What is the unit of observation for the Teams data set?

part b

What about for the Batting data set?

Question 2

part a

Write out a question about baseball that could answered purely through the information in the Teams data set (numerical summaries or plots, etc.)

part b

Do the same thing, but for the Batting data set.

Question 3

For each subpart below, you will form a predictive questions that you could answer using the data frames above. Identify a response variable for each.

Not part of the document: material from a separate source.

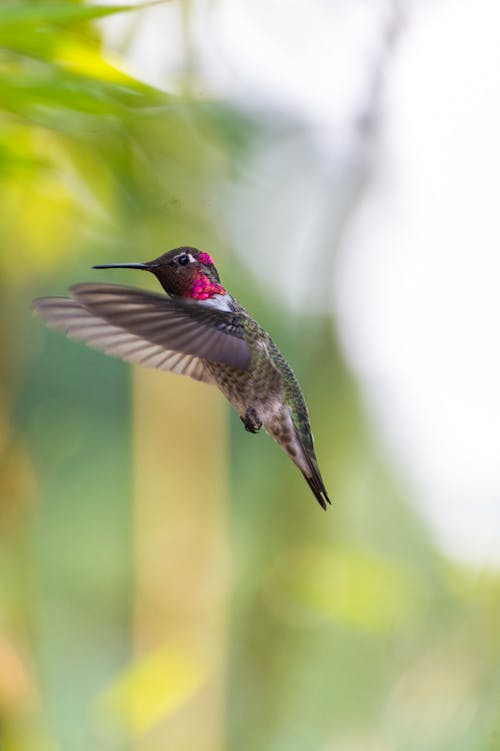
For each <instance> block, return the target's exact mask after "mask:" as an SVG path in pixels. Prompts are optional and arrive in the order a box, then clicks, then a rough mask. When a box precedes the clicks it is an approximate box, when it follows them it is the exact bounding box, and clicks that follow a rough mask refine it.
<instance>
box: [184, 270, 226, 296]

part a - classification question, Batting data frame

part b - regression question, Batting data frame

part c - classification question, Teams data frame

part d - regression question, Teams data frame


For the remainder of the lab, we’ll be working with the Teams data frame. It can be accessed through the Lahman library.

Question 4

Subset the Teams data further set to only include years from 2000 to present day (this is the data set that you’ll use for the remainder of this lab. However, there might be another year post-2000 that you might want to filter out: which one and why?).

Question 5

part a

Plot the relationship between runs and wins using ggplot2 code. Place runs on the x-axis and wins on the y-axis.

part b

Describe the relationship between the two variables, specifically commenting on the form, direction, and the strength of association.

Question 6

part a

Fit a simple linear model to predict wins by runs and save it into m1.

part b

Write out the equation for the linear model (using the estimated coefficients) in mathematical form.

part c

Calculate the \(R^2\) value of the linear model and interpret it in the context of the problem in a sentence.

Question 7

part a

Fit a multiple linear regression model to predict wins using runs *and* runs allowed (RA) and save it as m2.

part b

Write out the equation for the linear model in mathematical form and calculate its \(R^2\) value.

part c

How does this model compare to the simple linear regression from the previous question in terms of predictive power?

Question 8

part a

Fit a third, more complex model to predict wins and call it m3. This model should use:

  • at least three predictor variables
  • at least one non-linear transformation or polynomial term.

part b

Write out the equation for the linear model in mathematical form and calculate its \(R^2\) value.

Question 9

Revisit the definition of causation. If your predictive model has a positive coefficient between one of the predictors and the response, is that evidence that if you increase that predictor variable for a given observation, the response variable will increase? That is, can you (or a sports management team) use this model to draw causal conclusions? Why or why not? Answer in at least three sentences. There’s more than one possible answer, so make sure to justify your reasoning.